Pilot workload is part of the reason that 80 percent of commercial aircraft accidents are caused by human error, as opposed to mechanical glitches, according to Boeing. For a pilot, decision fatigue can influence her ability to focus and fixate on a goal. It can manipulate a pilot’s understanding of where she is (situational awareness), alter perceptions of risk and add to distraction. High workload can even affect physical changes such as pupil diameter, respiration and even heart rate according to one study at Shanghai Jiao Tong University’s School of Aeronautics and Astronautics. In some flight situations, the workload is split among two or more crew members, which can contribute to staff costs.

Neurological limitations are one reason why machines might, at times, be better pilots than humans. “You don’t want to take away the complex decisions so much as the complex maneuvering that goes along with the decisions,” Cummings said. “For example, it would be better if a computer could take over during air combat maneuvering because a computer can probably fly closer to exact limits than a human can. A computer could sense better that a human is about to pass out than a human can.”

Too much automatic pilot technology in the cockpit can also make flying far more dangerous, according to experts. That’s why getting pilots and automatic flight systems to communicate effectively remains so difficult. Barbara Burian, senior research associate at NASA’s Ames Research Center, has shown that “the presence of advanced technology in the cockpit does not necessarily eliminate high workload events during a flight.” When poorly designed, autopilot tools are more likely to add to pilot workload than decrease it, Burian’s research shows.

Autopilots also can create new dangers if the system has the authority to make too many decisions, as evidenced by Air Transat Flight 236 in 2001. That plane’s automatic fuel system relayed a very subtle message to the pilots that it‘s diverting fuel, but did not explain why. Fuel continued to be diverted to a leaky engine, causing a total power failure mid-air. The pilot glided the plane to an emergency landing with no fuel.

“The fuel leak that was unrecognized early on was aggravated by the fact that the fuel management system was pulling good, usable fuel from the tanks that weren’t leaking and shoving it into the tank that was,” Ohio State University Aviation researcher Shawn Pruchnicki told Defense One. He calls it a “classic example” of how hard it is to design an automatic system that reduces workload but still communicates effectively without “bugging” the pilot.
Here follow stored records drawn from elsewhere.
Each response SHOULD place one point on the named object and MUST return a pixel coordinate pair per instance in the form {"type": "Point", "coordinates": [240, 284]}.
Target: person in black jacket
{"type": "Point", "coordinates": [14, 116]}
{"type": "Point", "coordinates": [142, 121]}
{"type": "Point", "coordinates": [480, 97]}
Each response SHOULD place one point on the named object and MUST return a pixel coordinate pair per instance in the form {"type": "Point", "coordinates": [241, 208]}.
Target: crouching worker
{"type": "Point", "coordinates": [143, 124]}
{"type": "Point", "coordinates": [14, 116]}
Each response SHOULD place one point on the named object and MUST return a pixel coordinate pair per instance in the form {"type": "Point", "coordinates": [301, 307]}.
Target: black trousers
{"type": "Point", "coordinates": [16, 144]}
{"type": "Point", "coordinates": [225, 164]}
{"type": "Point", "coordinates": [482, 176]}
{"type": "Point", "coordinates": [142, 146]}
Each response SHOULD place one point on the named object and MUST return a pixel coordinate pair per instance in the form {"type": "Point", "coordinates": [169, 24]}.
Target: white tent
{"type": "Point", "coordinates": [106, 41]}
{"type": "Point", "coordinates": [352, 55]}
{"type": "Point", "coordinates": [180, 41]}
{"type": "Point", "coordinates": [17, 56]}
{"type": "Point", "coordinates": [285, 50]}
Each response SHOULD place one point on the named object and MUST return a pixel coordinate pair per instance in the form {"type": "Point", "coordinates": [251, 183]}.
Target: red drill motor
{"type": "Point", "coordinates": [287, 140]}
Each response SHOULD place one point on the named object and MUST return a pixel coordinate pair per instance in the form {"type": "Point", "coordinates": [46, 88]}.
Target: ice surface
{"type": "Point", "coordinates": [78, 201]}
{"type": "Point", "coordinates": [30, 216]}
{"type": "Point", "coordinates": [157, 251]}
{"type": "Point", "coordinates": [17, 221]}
“It’s really difficult to establish that balance between more autonomy and less. Where do you put the human in the loop? That’s something that we’re struggling with in terms of the newer [autopilot] designs,” Pruchnicki said. “We’ve created automated systems that are powerful, strong and silent. And they’ve played a role in accidents where the crews have not been aware of what the automated system is doing.”
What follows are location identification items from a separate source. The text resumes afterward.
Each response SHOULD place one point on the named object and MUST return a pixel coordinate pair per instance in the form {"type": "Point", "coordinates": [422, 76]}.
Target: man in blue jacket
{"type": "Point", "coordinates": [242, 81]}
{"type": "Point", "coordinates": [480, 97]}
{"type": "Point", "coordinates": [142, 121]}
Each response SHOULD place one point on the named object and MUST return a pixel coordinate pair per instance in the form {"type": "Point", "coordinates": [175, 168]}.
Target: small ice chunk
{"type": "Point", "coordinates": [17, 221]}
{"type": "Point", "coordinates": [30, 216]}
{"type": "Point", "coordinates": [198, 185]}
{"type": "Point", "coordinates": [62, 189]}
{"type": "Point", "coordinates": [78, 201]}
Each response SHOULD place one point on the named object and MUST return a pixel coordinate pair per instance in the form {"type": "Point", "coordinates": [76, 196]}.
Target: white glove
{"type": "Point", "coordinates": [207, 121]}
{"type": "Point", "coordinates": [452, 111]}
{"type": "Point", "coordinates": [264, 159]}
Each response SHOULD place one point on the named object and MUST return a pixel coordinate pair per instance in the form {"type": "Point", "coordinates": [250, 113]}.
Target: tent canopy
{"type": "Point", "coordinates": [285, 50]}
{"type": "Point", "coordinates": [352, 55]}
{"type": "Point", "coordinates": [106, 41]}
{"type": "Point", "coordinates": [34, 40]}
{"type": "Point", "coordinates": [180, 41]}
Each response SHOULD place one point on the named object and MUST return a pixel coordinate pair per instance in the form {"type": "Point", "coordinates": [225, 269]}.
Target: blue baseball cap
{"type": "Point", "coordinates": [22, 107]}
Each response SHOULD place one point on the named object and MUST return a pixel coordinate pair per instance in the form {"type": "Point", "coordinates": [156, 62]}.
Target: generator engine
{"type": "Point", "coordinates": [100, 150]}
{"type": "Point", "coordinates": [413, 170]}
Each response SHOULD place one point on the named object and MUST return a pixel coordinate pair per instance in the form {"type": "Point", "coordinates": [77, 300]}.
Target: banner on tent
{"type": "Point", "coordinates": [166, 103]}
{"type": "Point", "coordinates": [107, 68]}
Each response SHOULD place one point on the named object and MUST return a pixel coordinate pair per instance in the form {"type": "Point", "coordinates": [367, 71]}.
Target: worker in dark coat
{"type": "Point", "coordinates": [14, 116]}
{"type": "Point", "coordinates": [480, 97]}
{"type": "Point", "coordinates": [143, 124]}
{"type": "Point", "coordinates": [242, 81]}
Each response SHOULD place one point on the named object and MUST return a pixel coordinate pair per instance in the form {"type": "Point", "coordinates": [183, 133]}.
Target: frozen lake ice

Is the ALIAS kit just an intermediate step to a fully automated Air Force? Cummings says yes. We may live in the age of high-performance unmanned vehicles, but the military aircraft under the decks of aircraft carriers need pilots. “The kit that they want to build would be adaptable across systems. It’s to fill the gap,” she said.

“What they’re effectively doing is building the kit for the F-35,” which Cummings calls a “ridiculously expensive, very marginally capable” airplane. “What are we going to do with all of those in the future? We might be able to make them more useful by turning them into partially piloted vehicles.”